When stock markets rallied strongly on positive news that China and U.S. might be closer to a deal, it shows how much damage the trade dispute between the world’s two largest economies have done to equities recently. Moving forward, tax cuts will no longer have a positive impact on earnings and the Federal Reserve doesn’t seem moved by market volatility. For many investors, it’s becoming all about trade policies on whether they take risk or stay away.
On the other side of the Atlantic, the FTSE 100 ended the day with 0.06% gains. However, do not be impressed by the green color. The Basic Materials and Energy sectors lifted the index, but when looking at stocks with domestic exposure, they were severely hit. Royal Bank of Scotland fell 9.6% while house builders Persimmon, Taylor Wimpey, and Barratt Developments all fell more than 7% on Thursday.
The reaction yesterday to a series of ministerial resignations led by Brexit Secretary Dominic Raab indicates that markets have not priced in enough risk to a no-deal Brexit. Things could even get messier in the days ahead. A leadership challenge to Prime Minister Theresa May will send us back to square one, and thus markets will begin pricing the worst outcome.
Sterling plunged nearly 2% to fall below 1.28. If the political drama was not enough, retail sales came in much worse than expected, falling 0.5% in October.

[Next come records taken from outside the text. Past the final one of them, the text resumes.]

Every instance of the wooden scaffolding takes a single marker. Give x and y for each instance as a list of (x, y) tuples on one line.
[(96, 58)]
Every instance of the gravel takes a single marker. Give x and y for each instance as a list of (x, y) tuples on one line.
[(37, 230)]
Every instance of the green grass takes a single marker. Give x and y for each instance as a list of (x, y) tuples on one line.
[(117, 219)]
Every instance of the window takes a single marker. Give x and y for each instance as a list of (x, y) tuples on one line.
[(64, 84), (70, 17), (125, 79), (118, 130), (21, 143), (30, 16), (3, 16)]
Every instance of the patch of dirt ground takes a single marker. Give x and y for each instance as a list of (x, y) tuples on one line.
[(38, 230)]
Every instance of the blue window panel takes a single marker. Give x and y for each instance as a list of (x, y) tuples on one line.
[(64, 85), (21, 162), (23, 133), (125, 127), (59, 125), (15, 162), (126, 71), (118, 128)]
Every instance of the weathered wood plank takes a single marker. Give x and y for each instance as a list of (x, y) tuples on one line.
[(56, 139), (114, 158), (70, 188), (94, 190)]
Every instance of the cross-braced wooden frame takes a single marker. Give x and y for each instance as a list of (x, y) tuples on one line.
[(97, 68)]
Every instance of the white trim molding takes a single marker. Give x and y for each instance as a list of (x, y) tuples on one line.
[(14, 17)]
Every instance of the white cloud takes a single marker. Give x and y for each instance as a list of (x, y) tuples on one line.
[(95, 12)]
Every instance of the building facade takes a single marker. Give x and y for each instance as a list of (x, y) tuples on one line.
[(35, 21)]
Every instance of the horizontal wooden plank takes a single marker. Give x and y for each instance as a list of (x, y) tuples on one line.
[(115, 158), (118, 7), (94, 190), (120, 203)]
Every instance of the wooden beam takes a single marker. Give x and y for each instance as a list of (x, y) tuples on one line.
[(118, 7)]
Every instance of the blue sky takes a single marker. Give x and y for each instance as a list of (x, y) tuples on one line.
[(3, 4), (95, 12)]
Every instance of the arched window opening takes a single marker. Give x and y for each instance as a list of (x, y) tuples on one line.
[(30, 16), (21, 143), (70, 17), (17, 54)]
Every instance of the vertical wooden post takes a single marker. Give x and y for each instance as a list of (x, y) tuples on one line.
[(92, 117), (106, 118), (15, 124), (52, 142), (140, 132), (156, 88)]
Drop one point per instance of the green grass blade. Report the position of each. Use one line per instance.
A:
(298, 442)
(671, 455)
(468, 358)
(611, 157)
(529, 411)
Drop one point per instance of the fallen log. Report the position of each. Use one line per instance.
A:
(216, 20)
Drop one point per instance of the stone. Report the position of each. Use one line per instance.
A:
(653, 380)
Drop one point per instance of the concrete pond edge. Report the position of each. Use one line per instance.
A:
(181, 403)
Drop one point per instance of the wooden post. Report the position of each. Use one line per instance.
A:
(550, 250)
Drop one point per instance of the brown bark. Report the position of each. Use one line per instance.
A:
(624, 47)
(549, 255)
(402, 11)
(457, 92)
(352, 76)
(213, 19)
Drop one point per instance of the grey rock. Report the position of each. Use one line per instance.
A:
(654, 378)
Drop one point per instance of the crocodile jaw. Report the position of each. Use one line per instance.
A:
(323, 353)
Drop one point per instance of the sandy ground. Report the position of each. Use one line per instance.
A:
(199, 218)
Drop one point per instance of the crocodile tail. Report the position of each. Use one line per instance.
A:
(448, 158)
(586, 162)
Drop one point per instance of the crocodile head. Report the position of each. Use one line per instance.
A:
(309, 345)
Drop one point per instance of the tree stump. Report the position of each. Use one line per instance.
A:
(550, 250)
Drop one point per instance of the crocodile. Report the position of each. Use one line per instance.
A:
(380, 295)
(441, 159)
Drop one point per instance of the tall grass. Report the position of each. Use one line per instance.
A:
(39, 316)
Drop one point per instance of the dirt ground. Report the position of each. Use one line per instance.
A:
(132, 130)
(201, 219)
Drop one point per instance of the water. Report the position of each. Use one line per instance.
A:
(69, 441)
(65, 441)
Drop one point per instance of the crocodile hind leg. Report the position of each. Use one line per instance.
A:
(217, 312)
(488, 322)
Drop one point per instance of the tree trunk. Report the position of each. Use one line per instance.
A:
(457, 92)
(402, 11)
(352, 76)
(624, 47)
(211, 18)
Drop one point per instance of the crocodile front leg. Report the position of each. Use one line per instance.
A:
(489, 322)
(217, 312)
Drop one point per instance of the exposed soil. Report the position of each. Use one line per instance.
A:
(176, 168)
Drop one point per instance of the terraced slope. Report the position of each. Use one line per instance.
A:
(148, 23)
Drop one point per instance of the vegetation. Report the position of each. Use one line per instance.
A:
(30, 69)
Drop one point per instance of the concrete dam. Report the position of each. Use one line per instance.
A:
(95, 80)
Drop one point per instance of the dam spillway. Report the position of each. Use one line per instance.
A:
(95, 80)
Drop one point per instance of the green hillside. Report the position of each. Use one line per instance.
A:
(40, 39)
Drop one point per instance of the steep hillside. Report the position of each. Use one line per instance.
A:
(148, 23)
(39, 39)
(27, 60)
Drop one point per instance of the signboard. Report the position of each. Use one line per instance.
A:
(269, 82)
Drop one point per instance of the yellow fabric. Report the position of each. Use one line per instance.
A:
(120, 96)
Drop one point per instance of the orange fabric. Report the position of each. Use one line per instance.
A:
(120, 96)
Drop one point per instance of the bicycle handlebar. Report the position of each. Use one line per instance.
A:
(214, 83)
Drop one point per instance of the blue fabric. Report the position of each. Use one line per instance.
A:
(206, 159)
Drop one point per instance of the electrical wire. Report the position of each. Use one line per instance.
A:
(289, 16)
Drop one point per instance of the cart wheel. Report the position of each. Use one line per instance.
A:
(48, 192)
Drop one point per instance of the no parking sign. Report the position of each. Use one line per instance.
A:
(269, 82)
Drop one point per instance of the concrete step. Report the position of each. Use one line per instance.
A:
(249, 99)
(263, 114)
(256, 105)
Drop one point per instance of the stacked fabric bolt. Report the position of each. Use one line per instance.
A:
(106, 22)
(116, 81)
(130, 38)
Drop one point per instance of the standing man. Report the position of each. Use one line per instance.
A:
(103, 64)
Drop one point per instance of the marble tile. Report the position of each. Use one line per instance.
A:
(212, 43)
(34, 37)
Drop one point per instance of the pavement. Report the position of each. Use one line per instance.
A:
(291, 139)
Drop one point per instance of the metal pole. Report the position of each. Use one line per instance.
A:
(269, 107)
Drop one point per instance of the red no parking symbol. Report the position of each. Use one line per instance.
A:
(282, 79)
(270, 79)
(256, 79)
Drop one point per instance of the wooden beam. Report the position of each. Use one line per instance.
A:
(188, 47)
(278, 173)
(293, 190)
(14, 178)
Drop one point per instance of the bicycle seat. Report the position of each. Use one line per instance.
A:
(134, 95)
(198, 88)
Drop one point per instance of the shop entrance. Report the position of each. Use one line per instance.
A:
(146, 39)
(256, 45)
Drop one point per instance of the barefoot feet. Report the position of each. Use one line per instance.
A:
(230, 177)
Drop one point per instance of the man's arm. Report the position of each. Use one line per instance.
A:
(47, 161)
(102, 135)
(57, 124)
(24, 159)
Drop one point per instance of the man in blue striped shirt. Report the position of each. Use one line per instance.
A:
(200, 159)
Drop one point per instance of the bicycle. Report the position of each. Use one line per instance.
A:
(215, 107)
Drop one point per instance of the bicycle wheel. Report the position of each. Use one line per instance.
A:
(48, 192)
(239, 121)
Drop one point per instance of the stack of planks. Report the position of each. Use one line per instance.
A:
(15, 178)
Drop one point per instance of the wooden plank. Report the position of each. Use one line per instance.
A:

Market participants seem to believe that the draft Brexit agreement in its current form is not likely to be approved by Parliament. However, expect Theresa May to fight until her last breath. Options now are open for a no-confidence vote, a new election, new referendum, and hard Brexit deal. But when the critical moment comes no one knows what could happen.
All what we know is volatility in U.K. assets will hit the roof in the days and weeks to come.